I concur on the drive replacement. I've already checked drive prices and availability. But I would really like to know what the true problem is first.
 

Nothinman

Elite Member
Sep 14, 2001
30,672
0
0
My first thought was to run chkdsk on these drives, but I had a feeling that I ought to do some research first and I see a general consensus that one does not really want to run chkdsk on an array. Actually, what I'm seeing is that it can lead to disaster. I'm thinking perhaps not on a RAID 1 array, but it just doesn't seem to make sense to run chkdsk on two drives at the same time. I'm really not sure.

Running chkdsk on a RAID array has exactly the same risk as running it on a single drive. Anyone who says otherwise is extremely confused. RebateMonger is correct that running chkdsk can have unintended side affects, but that has nothing to do with RAID.

So, I'm thinking maybe I should just run it on one disk at a time with the other being disconnected. Is this the way to do this?

It'll give you a good, ready backup to fall back on in case something does go wrong but that's about it.

I'm thinking another option would be to run the WD diagnostic on the drives. Once again, one at a time.

Those are almost always just SMART tests which won't affect the data. It couldn't hurt and you'll probably have to do it anyway if you have to RMA one of the drives. But the controller should have some kind of error log and it should say if the controller's had problems with one of the drives.
 

boomerang

Lifer
Jun 19, 2000
18,890
642
126
I want to thank you both for your help. It appears the best course is for me to dig into the utilities for the 3ware card and see what I can see. Replacement drives have been ordered and may arrive as early as tomorrow.

The drives in use are just out of their 5 year warranty and I'm going to consider them as having served all of their useful life.

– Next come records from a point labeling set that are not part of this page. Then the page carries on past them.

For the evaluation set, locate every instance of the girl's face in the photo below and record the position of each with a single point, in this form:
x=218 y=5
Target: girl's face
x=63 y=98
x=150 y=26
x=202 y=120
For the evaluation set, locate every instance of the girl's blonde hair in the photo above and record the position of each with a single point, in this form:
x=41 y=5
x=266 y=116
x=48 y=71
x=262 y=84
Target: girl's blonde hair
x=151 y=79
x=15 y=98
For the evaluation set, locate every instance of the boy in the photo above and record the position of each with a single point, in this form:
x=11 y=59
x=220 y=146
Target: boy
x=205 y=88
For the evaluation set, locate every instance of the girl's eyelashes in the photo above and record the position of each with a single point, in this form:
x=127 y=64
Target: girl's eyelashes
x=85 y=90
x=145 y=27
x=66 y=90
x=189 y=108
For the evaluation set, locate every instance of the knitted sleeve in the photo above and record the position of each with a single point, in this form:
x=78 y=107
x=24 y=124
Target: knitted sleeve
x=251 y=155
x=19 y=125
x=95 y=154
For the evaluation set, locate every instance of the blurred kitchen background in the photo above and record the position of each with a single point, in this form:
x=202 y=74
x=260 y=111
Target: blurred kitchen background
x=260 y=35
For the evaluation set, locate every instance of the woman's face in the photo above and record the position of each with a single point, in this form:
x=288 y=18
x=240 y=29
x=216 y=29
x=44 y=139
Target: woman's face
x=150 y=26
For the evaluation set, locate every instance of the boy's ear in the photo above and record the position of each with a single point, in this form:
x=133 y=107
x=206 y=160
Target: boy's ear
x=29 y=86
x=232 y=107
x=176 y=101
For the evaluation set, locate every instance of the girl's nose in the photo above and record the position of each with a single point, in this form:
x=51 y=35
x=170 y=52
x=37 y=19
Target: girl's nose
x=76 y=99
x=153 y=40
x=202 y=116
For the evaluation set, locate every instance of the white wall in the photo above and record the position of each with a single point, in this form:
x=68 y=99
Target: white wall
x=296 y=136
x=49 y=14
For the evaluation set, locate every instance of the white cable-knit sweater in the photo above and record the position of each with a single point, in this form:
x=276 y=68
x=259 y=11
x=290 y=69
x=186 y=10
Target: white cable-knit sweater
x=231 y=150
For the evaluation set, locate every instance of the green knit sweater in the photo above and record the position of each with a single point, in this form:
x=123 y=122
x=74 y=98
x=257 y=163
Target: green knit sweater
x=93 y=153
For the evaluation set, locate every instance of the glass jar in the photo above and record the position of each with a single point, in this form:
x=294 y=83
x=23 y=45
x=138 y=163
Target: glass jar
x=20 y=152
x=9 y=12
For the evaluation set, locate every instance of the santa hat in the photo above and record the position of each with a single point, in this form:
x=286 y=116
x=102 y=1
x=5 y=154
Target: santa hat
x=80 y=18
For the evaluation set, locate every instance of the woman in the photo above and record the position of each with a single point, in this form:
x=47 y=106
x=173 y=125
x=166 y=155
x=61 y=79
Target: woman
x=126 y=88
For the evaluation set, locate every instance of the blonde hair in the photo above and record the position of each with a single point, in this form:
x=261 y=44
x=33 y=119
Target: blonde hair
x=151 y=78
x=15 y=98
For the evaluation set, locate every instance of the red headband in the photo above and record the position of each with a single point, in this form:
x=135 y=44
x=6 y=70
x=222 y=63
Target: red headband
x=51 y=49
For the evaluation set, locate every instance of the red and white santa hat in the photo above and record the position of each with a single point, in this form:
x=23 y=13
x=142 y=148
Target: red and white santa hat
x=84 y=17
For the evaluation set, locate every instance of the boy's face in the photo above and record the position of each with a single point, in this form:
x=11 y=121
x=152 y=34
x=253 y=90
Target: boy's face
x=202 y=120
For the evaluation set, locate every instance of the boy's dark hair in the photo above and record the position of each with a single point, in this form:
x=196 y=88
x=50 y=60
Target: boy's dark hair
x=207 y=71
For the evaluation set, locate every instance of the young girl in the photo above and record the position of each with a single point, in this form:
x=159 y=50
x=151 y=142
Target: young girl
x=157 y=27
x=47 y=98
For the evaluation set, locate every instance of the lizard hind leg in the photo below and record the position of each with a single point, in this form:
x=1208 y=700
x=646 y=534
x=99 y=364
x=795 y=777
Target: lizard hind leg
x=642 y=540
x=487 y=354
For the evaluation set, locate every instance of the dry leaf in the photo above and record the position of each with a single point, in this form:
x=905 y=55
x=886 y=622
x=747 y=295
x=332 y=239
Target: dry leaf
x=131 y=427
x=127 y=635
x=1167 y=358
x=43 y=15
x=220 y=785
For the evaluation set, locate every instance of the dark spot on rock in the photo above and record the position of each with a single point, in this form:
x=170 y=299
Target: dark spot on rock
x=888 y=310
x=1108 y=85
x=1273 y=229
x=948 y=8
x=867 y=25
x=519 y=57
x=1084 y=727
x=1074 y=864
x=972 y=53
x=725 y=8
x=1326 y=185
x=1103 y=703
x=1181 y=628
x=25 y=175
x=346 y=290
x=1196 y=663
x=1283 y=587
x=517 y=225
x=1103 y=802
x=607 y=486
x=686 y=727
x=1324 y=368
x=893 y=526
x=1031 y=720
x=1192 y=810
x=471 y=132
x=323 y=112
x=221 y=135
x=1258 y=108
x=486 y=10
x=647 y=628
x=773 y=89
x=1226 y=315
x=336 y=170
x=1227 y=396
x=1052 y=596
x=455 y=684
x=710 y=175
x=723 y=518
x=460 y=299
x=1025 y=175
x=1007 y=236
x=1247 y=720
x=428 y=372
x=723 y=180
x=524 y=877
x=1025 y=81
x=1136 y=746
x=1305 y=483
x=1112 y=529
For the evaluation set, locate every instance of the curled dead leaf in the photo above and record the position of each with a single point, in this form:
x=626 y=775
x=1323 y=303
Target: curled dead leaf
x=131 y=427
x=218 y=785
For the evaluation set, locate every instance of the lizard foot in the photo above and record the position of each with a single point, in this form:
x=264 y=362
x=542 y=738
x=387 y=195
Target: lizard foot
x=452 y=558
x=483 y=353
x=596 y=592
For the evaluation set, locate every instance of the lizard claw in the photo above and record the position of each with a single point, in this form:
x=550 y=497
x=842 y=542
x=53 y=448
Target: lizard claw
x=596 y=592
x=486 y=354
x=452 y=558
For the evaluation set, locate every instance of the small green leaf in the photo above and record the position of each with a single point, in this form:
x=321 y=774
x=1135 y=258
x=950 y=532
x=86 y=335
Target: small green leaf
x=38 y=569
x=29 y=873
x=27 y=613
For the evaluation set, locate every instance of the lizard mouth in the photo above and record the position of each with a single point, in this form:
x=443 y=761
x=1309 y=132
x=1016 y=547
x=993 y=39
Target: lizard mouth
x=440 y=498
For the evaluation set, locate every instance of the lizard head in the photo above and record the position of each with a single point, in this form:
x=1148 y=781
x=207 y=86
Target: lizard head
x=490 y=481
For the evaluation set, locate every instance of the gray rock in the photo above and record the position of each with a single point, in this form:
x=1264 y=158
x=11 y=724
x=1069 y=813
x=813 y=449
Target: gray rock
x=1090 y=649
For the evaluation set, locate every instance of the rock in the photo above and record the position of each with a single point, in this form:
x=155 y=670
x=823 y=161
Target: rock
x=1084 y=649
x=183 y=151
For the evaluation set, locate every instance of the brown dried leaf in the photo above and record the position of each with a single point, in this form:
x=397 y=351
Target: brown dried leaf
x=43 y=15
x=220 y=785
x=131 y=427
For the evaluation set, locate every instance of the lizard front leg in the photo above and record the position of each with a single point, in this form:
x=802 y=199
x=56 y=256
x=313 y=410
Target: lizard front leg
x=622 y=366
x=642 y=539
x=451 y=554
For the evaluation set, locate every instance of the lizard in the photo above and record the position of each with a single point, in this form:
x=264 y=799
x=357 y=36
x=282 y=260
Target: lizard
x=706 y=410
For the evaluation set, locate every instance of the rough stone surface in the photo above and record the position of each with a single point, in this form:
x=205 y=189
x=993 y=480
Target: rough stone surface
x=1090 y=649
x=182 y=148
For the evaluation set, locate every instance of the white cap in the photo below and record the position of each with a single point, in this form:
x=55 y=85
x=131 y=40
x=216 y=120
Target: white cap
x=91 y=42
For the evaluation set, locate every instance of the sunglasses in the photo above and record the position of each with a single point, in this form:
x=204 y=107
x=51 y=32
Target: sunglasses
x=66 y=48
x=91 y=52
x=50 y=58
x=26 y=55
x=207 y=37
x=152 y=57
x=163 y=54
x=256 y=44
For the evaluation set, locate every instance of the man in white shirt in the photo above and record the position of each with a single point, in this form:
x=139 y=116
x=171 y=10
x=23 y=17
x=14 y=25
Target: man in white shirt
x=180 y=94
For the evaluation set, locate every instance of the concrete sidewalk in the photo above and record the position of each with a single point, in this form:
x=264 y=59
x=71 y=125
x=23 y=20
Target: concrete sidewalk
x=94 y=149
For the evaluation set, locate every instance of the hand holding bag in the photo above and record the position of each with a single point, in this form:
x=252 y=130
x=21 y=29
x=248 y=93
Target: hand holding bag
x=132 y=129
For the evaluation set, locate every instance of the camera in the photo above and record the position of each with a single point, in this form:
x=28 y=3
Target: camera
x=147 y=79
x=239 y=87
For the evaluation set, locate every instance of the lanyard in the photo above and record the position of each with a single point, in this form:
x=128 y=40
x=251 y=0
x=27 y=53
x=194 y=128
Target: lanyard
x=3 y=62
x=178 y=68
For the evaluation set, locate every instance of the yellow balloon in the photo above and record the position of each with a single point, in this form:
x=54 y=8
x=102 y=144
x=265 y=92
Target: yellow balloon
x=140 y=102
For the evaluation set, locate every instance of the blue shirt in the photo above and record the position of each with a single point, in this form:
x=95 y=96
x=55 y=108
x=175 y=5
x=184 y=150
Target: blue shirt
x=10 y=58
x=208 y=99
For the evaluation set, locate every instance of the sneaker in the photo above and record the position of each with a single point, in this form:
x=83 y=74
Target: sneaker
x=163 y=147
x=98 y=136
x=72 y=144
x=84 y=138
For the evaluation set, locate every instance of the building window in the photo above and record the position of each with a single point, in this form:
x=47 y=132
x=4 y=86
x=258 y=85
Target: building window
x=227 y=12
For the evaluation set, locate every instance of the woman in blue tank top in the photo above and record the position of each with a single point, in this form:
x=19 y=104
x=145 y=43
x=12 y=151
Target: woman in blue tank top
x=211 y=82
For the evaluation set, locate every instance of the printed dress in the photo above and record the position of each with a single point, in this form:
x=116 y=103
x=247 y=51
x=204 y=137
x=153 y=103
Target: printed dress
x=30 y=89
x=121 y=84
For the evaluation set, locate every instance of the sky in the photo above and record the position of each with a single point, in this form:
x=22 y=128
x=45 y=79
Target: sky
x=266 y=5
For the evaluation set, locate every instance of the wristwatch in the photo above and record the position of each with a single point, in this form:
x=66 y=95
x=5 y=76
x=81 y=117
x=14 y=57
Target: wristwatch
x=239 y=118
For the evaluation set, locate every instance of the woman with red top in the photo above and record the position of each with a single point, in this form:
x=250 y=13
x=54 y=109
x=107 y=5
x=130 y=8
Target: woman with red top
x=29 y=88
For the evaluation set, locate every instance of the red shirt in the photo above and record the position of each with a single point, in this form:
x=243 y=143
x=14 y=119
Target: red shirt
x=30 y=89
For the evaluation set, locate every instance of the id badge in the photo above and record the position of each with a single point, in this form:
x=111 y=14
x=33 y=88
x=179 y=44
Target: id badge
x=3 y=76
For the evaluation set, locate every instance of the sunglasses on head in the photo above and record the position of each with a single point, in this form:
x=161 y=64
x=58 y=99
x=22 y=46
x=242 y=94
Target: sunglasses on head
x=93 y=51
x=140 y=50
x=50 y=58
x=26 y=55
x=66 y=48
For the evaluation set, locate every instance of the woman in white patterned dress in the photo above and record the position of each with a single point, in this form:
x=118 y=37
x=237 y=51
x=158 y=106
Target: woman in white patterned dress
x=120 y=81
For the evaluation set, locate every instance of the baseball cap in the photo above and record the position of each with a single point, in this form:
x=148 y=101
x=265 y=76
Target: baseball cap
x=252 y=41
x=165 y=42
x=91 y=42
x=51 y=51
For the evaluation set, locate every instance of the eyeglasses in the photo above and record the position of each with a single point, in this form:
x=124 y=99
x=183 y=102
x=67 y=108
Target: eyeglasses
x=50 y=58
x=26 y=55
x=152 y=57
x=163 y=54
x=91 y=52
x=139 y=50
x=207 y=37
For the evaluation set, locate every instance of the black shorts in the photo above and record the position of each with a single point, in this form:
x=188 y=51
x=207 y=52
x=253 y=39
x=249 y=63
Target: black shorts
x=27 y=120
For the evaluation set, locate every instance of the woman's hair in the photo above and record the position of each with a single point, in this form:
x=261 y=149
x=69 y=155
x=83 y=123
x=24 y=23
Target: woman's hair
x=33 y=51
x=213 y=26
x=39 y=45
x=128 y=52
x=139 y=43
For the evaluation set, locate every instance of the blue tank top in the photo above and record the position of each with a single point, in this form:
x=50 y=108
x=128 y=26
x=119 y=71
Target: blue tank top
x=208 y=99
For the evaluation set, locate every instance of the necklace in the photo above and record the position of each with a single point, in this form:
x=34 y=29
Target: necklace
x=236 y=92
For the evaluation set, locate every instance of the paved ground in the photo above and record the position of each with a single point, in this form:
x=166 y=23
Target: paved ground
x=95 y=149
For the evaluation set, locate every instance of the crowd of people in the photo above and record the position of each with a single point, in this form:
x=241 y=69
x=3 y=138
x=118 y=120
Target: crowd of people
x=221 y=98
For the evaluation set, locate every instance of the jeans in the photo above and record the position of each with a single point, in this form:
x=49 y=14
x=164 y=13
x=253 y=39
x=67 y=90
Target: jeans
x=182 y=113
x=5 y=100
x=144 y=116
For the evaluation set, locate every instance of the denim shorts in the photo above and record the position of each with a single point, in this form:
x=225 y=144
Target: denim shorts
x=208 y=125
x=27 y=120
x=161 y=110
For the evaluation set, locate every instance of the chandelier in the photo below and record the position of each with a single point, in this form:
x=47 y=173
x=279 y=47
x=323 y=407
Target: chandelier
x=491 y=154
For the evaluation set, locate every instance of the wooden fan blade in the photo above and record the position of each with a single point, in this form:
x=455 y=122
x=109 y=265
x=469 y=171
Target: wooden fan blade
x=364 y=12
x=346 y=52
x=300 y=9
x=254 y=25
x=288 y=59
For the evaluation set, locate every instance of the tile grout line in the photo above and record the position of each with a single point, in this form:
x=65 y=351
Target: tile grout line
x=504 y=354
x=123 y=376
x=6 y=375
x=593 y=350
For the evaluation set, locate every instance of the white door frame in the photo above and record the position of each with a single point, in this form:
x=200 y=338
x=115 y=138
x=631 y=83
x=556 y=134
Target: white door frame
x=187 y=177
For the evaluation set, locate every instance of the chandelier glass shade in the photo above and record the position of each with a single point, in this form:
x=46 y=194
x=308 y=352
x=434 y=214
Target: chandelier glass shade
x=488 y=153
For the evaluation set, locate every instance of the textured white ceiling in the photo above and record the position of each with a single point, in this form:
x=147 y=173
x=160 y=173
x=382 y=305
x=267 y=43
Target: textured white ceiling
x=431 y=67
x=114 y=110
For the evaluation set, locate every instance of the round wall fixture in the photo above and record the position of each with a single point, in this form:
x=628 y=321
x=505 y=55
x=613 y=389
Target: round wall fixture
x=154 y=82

As I said, redundant backups are already in existence and this swap should be an easy affair.
 

RebateMonger

Elite Member
Dec 24, 2005
11,588
0
0
Originally posted by: boomerang
But I would really like to know what the true problem is first.
That's certainly a good goal.

Databases are often where drive-induced corruption shows up, because the database files are often very large and a small error can sometimes corrupt the whole file. I've had Exchange databases on RAID 1 get corrupted by a couple of power outages (the UPS was dead, despite no warning light).

Something like loose power or data connectors could also do it.

Frankly, you might even consider putting in a new RAID controller and cables. I hate to sound like a wuss, but often it's cheaper to bite the bullet and replace the whole assembly than to spend days troubleshooting it and possibly miss a failing component and have the problem repeat.
 

boomerang

Lifer
Jun 19, 2000
18,890
642
126
Originally posted by: RebateMonger
Originally posted by: boomerang
But I would really like to know what the true problem is first.
That's certainly a good goal.

Databases are often where drive-induced corruption shows up, because the database files are often very large and a small error can sometimes corrupt the whole file. I've had Exchange databases on RAID 1 get corrupted by a couple of power outages (the UPS was dead, despite no warning light).

Something like loose power or data connectors could also do it.

Frankly, you might even consider putting in a new RAID controller and cables. I hate to sound like a wuss, but often it's cheaper to bite the bullet and replace the whole assembly than to spend days troubleshooting it and possibly miss a failing component and have the problem repeat.
You've pretty much nailed my concerns. I'm wondering if it's the 3ware card. I purposely picked a good quality piece of hardware that was still affordable for us, but it has been in use for 4 1/2 years (checked my records, it's amazing how time flies.) Well, tomorrow I should be able to take a look at the logs and maybe they will help me make a decision on what to do. I truly want to thank you for your input.